Dog's size and shape associated with higher bone tumour risk
19th April, 2021
Osteosarcoma, a painful and aggressive bone tumour in dogs, can affect any breed but larger breeds in particular are more susceptible, new research has confirmed.
Findings published in the journal Canine Medicine and Genetics show that larger breeds such as the Rottweiler, Great Dane and Rhodesian Ridgeback have a greater risk of osteosarcoma than smaller breeds, while breeds with shorter skulls and legs have a lower osteosarcoma risk.

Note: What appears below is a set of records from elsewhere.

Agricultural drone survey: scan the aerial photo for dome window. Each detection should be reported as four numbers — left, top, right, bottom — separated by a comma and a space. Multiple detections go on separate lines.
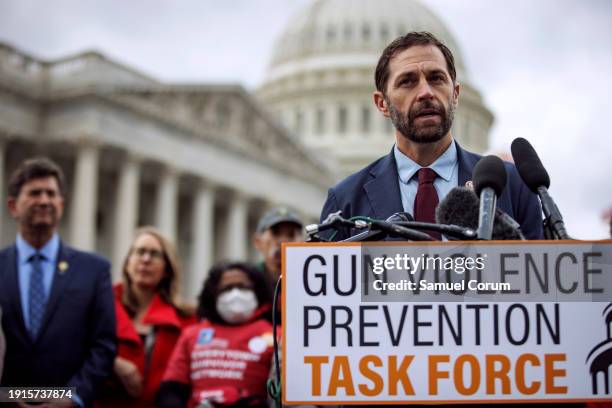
361, 23, 372, 42
344, 23, 353, 41
216, 102, 231, 129
338, 106, 348, 133
294, 109, 304, 135
327, 26, 336, 43
315, 108, 325, 135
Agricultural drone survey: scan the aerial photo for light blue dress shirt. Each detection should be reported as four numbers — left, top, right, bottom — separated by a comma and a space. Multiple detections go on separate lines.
393, 140, 459, 216
15, 234, 84, 407
15, 234, 60, 330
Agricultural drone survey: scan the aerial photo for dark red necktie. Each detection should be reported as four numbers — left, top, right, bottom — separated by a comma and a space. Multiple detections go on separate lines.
414, 167, 442, 240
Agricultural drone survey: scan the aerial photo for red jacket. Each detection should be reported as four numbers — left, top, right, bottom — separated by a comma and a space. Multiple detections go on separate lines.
164, 319, 273, 407
96, 284, 197, 407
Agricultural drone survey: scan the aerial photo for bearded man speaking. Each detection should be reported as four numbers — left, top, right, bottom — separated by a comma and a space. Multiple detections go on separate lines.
321, 32, 543, 240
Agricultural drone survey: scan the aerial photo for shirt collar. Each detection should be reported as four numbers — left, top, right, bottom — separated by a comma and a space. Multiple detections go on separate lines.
15, 233, 60, 264
393, 140, 457, 184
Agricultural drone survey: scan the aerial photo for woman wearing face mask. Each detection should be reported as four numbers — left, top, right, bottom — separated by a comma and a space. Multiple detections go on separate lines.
157, 263, 273, 407
96, 227, 196, 407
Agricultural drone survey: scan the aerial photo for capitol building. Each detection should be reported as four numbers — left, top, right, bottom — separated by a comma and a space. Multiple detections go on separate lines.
0, 0, 493, 299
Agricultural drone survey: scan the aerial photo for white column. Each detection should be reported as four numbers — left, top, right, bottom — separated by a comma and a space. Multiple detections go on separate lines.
155, 168, 178, 243
185, 183, 215, 301
70, 142, 99, 251
0, 139, 5, 247
223, 194, 248, 261
113, 156, 140, 281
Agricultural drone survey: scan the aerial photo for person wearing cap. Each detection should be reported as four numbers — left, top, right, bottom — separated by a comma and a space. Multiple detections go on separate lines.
253, 207, 304, 300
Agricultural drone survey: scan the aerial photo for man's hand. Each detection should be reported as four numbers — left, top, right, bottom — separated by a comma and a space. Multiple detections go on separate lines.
114, 357, 142, 398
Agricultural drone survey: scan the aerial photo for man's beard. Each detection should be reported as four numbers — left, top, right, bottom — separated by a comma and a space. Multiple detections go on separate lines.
23, 206, 58, 233
385, 98, 455, 143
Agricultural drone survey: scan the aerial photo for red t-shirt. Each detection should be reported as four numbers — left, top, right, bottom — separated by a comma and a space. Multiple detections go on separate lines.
163, 319, 274, 407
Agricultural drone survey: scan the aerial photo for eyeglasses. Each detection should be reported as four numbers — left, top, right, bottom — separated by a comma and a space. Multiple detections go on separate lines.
132, 248, 164, 261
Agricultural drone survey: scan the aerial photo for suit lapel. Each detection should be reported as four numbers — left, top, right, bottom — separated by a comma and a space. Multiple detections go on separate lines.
38, 243, 74, 339
363, 149, 404, 219
455, 140, 478, 187
3, 245, 30, 340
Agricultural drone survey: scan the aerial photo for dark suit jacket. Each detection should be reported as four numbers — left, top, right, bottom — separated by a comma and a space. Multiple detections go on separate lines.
321, 142, 543, 240
0, 243, 116, 406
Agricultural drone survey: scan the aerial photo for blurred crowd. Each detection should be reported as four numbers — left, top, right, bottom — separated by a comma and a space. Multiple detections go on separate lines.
0, 158, 304, 407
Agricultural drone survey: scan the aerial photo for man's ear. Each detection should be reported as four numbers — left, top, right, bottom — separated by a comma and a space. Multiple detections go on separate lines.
6, 197, 17, 219
372, 91, 389, 118
252, 233, 261, 252
453, 82, 461, 108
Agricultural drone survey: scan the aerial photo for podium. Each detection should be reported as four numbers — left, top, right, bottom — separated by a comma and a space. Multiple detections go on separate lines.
282, 240, 612, 405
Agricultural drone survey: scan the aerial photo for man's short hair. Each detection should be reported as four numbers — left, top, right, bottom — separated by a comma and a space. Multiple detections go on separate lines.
374, 31, 457, 95
8, 157, 66, 197
256, 207, 304, 234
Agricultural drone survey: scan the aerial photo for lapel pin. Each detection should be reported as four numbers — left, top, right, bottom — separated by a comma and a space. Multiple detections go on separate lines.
57, 261, 68, 275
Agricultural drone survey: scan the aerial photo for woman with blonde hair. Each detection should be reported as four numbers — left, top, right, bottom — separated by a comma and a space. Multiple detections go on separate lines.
97, 227, 196, 407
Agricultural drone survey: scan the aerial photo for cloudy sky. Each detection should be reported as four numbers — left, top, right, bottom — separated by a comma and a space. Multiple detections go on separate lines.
0, 0, 612, 238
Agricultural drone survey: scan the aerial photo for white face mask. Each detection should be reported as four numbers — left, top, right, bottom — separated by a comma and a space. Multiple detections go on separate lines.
217, 288, 257, 324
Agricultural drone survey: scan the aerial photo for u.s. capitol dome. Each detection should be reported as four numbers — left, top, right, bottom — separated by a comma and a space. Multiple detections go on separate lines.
257, 0, 493, 178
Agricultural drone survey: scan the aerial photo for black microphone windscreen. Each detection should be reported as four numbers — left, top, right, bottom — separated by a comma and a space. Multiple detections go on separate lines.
510, 137, 550, 193
472, 156, 506, 197
436, 187, 479, 229
436, 187, 522, 240
387, 211, 414, 222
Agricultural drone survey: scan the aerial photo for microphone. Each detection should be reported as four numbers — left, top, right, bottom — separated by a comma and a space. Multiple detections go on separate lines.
472, 156, 507, 240
305, 211, 366, 236
510, 137, 571, 239
436, 187, 525, 240
342, 212, 432, 242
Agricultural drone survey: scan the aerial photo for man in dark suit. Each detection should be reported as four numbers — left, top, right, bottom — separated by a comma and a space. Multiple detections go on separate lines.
0, 159, 116, 406
321, 32, 543, 240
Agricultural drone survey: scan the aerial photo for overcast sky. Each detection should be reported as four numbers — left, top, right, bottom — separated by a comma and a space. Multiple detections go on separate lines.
0, 0, 612, 239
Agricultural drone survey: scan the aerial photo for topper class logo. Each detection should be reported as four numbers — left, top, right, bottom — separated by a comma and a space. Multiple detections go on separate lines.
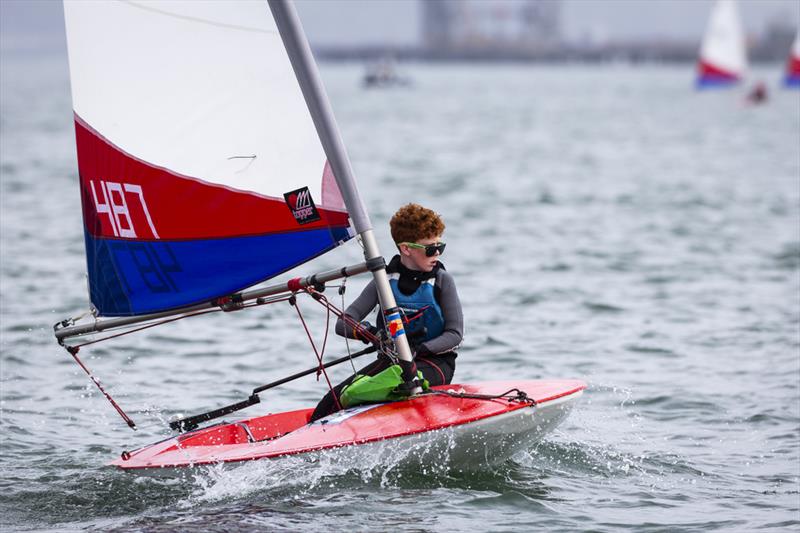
283, 187, 320, 224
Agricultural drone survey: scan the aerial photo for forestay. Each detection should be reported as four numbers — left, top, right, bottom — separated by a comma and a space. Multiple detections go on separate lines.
64, 1, 353, 316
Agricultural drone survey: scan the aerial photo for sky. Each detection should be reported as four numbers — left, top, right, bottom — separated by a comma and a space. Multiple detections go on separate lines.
0, 0, 800, 53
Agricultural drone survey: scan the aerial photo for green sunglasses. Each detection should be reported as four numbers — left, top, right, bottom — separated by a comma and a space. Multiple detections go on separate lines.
400, 242, 446, 257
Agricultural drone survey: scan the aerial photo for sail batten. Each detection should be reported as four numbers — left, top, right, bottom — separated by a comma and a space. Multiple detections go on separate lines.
64, 0, 354, 316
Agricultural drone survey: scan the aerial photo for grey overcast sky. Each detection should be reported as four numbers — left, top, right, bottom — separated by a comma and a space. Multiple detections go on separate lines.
0, 0, 800, 53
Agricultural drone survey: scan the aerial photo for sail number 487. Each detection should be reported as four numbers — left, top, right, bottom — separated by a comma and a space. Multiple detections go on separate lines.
89, 180, 160, 239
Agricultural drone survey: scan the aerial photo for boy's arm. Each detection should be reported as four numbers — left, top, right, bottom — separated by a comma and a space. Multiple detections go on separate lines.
336, 280, 378, 340
417, 270, 464, 356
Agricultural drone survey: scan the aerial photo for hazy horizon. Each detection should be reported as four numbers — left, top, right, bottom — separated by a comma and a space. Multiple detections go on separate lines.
0, 0, 800, 54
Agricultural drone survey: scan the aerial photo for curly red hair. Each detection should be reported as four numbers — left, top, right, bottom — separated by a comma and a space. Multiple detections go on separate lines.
389, 204, 444, 244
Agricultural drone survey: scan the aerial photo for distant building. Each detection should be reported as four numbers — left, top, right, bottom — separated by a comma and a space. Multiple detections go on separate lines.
420, 0, 561, 55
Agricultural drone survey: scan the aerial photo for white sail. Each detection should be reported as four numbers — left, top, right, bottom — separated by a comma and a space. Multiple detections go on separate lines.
698, 0, 747, 85
64, 0, 326, 199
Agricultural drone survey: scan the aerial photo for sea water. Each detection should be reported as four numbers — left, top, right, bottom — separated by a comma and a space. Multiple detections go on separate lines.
0, 57, 800, 531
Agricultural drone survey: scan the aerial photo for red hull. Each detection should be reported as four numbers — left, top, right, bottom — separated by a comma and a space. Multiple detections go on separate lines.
111, 380, 586, 470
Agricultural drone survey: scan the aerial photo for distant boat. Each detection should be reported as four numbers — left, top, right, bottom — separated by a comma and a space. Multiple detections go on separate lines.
697, 0, 747, 89
363, 58, 411, 88
783, 31, 800, 89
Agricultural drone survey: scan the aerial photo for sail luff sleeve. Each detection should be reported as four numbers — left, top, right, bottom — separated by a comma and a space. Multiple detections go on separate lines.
269, 0, 414, 374
269, 0, 372, 233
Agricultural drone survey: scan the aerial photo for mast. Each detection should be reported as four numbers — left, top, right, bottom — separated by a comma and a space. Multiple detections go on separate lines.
269, 0, 416, 381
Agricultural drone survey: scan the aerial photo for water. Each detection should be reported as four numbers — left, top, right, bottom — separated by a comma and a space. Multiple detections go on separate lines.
0, 58, 800, 531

The study, led by the University of Bristol Veterinary School in collaboration with Cardiff University and the Royal Veterinary College (RVC), included 1,756 laboratory-confirmed osteosarcoma cases in dogs compared with 905,211 dogs under veterinary care in the RVC’s VetCompass database.
The research team found that 27 breeds, mainly larger breeds, had an increased risk of osteosarcoma compared to crossbreeds. Another 30 breeds, mainly smaller breeds, including Jack Russell, Border Terrier, Bichon Frise, French Bulldog, Cavalier King Charles Spaniel, had a reduced risk of osteosarcoma compared to crossbreeds.

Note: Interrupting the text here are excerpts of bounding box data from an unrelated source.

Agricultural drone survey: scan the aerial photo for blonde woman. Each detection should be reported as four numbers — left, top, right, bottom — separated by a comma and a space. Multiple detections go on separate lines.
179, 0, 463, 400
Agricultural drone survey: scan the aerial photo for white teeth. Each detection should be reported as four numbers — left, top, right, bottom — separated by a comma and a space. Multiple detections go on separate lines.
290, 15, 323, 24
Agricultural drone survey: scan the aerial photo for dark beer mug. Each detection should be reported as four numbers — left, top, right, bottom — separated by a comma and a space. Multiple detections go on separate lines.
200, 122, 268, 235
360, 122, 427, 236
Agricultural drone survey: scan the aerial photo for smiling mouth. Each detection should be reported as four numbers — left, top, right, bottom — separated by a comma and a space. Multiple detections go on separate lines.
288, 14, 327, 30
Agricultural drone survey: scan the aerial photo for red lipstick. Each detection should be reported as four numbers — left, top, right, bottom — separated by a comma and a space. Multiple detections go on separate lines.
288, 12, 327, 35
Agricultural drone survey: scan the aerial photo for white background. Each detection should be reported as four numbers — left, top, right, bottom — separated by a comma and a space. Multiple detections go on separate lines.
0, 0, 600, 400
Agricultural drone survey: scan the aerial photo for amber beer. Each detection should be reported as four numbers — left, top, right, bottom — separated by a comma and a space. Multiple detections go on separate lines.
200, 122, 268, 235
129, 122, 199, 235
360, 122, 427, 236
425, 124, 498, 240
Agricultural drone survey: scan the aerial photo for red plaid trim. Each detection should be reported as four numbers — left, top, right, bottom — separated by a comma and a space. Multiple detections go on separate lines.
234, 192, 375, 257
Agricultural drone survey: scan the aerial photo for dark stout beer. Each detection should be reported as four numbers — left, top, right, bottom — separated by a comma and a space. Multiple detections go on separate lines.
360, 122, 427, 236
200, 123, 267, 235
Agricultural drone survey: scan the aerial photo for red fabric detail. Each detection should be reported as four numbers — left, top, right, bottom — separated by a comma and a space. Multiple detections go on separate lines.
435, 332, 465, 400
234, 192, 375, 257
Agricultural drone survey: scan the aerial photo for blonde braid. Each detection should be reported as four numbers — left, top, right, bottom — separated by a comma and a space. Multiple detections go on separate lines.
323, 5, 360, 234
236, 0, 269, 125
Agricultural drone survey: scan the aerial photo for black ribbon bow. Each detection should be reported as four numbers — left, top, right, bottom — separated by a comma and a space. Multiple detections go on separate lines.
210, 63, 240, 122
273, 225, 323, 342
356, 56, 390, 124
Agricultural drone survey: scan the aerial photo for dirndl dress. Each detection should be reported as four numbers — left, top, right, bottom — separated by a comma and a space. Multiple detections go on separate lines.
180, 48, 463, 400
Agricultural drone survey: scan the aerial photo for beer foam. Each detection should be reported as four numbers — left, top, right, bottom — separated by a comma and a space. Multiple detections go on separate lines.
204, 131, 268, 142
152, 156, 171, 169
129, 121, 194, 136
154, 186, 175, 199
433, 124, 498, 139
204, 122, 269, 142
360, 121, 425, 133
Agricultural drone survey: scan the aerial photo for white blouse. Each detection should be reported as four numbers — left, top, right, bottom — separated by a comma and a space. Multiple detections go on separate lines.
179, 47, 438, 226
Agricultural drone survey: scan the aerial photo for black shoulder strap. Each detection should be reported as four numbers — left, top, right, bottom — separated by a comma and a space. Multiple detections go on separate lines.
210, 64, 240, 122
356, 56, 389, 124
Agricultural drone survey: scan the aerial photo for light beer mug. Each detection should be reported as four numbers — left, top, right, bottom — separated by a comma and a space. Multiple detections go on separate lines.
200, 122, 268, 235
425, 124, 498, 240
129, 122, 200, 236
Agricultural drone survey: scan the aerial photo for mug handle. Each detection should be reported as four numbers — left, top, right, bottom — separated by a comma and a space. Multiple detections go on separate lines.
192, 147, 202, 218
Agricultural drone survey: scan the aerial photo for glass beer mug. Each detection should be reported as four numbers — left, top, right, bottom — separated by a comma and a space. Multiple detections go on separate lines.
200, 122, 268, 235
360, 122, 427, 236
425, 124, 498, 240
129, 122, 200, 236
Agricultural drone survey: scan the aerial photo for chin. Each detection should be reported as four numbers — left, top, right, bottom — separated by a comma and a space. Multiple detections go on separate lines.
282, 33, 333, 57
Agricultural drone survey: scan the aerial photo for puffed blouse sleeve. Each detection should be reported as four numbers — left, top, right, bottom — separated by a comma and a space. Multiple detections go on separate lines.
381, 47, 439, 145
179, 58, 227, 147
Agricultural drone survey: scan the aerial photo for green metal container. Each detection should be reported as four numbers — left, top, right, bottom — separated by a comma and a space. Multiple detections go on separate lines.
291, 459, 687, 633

Comparing various measures of body mass and leg length, the researchers also confirmed previous findings that heavier dogs with longer legs and longer skull shapes are at greatest risk of bone tumours.

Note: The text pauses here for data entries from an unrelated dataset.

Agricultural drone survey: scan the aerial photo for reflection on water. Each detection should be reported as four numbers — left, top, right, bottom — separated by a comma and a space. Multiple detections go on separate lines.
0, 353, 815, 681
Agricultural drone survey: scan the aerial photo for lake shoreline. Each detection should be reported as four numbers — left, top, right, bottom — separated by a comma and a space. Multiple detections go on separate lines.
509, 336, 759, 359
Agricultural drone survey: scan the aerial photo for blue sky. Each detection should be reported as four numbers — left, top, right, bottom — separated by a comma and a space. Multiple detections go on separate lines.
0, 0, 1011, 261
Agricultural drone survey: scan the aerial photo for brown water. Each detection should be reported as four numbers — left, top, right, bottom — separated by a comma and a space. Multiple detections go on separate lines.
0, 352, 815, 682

It’s thought that the findings could inform future breed health reforms as well as studies into the way tumours develop from normal bone.
Commenting on the study findings, Dr Dan O’Neill, senior lecturer in Companion Animals Epidemiology at the RVC, said: “There are increasing concerns about the wisdom of breeding dogs with extreme body shapes such as flat-faced breeds like French Bulldogs or breeds with long backs such as Dachshunds.
This study highlights the health risks from another extreme body shape – large body size.”
He added: “To reduce the risks of picking a dog that may develop bone cancer, owners may need to consider choosing puppies from smaller-sized parents of these giant breeds or opting for different smaller breeds instead.”
Owners of high-risk breeds should be especially alert for signs of osteosarcoma, which include lameness and painful, bony swelling.